3

I have a big DataFrame in pandas with three columns: 'col1' is string, 'col2' and 'col3' are numpy.int64. I need to do a groupby, then apply a custom aggregation function using apply, as follows:

pd = pandas.read_csv(...)
groups = pd.groupby('col1').apply(my_custom_function)

Each group can be seen as a numpy array with two integers columns 'col2' and 'col3'. To understand what I am doing, you can think of each row ('col2','col3') as a time interval; I am checking whether there are no intervals that are intersecting. I first sort the array by the first column, then test whether the second column value at index i is smaller than the first column value at index i + 1.

FIRST QUESTION: My idea is to use Cython to define the custom aggregate function. Is this a good idea?
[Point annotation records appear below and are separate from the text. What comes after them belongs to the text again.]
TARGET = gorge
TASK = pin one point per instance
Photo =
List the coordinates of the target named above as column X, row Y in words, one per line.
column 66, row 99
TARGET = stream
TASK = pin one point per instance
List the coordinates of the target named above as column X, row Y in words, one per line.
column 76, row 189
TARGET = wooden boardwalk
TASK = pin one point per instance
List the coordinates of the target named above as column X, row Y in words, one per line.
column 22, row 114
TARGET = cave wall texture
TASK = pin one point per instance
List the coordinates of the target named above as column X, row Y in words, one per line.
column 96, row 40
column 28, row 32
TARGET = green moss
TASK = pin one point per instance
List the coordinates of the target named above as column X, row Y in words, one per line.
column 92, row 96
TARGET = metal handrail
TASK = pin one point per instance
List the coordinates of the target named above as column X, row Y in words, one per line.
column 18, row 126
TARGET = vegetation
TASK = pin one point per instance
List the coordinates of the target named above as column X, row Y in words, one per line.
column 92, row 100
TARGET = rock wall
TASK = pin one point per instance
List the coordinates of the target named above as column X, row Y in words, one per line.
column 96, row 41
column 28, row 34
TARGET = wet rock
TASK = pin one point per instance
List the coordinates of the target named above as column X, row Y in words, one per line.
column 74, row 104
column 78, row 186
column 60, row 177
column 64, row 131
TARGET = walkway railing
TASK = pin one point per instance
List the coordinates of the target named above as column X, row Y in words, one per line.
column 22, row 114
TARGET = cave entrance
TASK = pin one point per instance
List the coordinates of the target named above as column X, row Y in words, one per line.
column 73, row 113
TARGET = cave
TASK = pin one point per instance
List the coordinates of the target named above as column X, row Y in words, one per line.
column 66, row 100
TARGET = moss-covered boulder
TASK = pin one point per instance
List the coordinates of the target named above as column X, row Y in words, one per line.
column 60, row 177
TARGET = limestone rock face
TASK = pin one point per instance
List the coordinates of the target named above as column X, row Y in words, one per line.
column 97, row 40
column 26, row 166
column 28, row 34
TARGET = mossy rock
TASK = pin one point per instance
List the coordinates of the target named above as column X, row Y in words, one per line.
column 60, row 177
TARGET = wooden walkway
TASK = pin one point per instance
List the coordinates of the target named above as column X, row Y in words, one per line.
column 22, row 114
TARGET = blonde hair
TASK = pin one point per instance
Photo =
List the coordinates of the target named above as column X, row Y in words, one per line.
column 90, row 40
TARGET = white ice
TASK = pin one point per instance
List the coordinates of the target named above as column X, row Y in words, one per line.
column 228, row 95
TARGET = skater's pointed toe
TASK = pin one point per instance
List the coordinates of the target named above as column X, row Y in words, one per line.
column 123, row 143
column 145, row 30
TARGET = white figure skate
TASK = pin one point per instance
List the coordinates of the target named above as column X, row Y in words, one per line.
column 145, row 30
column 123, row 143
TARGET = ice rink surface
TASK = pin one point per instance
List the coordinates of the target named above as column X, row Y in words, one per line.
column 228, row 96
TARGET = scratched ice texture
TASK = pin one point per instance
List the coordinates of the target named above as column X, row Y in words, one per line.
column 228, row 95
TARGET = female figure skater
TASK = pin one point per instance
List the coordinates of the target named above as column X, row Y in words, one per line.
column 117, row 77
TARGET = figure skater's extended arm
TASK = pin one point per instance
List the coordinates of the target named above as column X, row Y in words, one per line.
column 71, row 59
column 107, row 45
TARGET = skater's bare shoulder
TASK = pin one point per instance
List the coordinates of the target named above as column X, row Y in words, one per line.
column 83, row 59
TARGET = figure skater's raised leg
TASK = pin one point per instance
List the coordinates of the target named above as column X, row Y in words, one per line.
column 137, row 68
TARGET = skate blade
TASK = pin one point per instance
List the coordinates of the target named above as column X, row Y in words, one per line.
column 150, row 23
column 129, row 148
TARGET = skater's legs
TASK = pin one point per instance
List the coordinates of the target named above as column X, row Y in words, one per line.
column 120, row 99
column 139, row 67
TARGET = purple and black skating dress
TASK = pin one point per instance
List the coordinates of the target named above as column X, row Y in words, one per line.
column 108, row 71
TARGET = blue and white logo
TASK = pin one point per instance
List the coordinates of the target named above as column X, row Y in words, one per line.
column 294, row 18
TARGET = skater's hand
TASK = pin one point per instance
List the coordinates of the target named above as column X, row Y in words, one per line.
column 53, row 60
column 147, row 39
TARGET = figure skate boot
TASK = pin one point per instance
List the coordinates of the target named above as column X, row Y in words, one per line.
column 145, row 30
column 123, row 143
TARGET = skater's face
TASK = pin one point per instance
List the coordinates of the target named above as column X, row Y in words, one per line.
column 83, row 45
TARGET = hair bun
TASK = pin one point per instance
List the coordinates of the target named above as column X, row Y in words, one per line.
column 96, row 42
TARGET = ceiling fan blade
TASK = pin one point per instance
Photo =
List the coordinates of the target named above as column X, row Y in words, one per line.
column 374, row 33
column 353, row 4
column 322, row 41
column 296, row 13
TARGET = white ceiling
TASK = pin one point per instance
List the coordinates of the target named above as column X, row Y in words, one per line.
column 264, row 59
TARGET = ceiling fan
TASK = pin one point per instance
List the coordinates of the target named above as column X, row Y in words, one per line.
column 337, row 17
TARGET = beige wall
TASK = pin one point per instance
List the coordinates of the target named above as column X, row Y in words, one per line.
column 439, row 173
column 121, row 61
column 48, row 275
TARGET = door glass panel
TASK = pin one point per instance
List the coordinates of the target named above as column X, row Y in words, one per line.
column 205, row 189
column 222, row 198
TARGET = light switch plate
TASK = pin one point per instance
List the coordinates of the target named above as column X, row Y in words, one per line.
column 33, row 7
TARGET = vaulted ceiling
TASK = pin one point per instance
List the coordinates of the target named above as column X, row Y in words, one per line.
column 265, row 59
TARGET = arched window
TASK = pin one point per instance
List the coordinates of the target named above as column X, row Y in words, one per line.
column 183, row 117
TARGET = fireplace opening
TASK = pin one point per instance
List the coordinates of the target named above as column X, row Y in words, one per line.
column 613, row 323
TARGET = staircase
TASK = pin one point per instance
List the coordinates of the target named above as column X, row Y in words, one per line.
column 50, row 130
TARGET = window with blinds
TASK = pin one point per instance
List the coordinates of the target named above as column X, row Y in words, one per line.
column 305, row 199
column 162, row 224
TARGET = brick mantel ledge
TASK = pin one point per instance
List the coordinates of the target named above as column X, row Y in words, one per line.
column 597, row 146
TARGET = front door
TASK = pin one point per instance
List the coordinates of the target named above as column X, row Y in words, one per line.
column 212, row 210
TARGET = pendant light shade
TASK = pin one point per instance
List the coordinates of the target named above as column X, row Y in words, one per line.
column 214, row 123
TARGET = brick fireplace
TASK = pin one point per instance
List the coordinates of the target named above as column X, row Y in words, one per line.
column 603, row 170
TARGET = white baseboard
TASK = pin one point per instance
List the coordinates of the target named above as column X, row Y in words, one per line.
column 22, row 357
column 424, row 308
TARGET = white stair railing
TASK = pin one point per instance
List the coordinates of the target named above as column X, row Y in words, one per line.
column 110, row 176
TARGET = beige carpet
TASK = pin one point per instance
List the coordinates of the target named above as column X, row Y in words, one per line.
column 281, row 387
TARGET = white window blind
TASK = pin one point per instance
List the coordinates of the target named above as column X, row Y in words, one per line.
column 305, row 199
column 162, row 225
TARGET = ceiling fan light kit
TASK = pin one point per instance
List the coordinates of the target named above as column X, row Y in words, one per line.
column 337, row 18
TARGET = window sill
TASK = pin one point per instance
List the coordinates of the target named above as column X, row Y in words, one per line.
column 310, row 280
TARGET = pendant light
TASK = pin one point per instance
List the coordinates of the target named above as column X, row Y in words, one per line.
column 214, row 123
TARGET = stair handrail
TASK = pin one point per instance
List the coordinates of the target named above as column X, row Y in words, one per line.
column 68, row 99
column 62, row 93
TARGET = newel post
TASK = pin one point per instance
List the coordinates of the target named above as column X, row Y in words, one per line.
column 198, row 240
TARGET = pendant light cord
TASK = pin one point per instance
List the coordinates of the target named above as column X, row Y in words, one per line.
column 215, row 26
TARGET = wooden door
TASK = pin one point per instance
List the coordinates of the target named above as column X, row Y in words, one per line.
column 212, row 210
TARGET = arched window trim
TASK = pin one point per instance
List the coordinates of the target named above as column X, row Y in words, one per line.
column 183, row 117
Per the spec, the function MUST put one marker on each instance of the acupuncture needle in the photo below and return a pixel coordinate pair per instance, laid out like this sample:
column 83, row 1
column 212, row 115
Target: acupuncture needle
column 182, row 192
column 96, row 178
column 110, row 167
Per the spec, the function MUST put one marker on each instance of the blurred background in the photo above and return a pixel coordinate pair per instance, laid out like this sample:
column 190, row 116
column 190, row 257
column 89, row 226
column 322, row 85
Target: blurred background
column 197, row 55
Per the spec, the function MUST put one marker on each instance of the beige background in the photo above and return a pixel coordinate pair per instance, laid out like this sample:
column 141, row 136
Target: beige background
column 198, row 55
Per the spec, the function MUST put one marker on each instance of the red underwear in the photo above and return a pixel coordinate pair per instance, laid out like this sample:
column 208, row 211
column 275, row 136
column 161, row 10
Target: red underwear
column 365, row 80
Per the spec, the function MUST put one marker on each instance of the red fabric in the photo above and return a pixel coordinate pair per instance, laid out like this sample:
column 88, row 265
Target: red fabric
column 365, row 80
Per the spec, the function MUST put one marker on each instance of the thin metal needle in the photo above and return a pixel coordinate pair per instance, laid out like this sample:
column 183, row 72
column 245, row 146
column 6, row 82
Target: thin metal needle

I tried the following definition in a .pyx file:

cimport nump as c_np

def c_my_custom_function(my_group_df):
    cdef Py_ssize_t l = len(my_group_df.index)
    if l < 2:
        return False

    cdef c_np.int64_t[:, :] temp_array
    temp_array = my_group_df[['col2','col3']].sort(columns='col2').values
    cdef Py_ssize_t i

    for i in range(l - 1):
        if temp_array[i, 1] > temp_array[i + 1, 0]:
            return True
    return False

I also defined a version in pure Python/pandas:

def my_custom_function(my_group_df):
    l = len(my_group_df.index)
    if l < 2:
        return False

    temp_array = my_group_df[['col2', 'col3']].sort(columns='col2').values

    for i in range(l - 1):
        if temp_array[i, 1] > temp_array[i + 1, 0]:
            return True
    return False

SECOND QUESTION: I timed the two versions, and both take exactly the same time. The Cython version does not seem to speed up anything. What is happening?

BONUS QUESTION: Do you see a better way to implement this algorithm?

ali_m
  • 71,714
  • 23
  • 223
  • 298
sweeeeeet
  • 1,769
  • 4
  • 26
  • 50
  • 2
    You should profile your code to see what part takes the most time. For all I know, the botleneck could be in the `group` or `sort` calls and then cython wouldn't help. BTW, the Cython version looks right, I don't think there is a way to optimize it more (well maybe using `cpdef` in the function definition). – rth Apr 26 '15 at 09:40
  • 2
    I second @rth's comment - there's a very good chance that you're spending most of your time in the `sort` operation. `cpdef` is only faster than `def` when you are calling the function from C/Cython rather than Python. – ali_m Apr 26 '15 at 19:18

1 Answers1

1

A vector numpy test could be:

np.any(temp_array[:-1,1]>temp_array[1:,0])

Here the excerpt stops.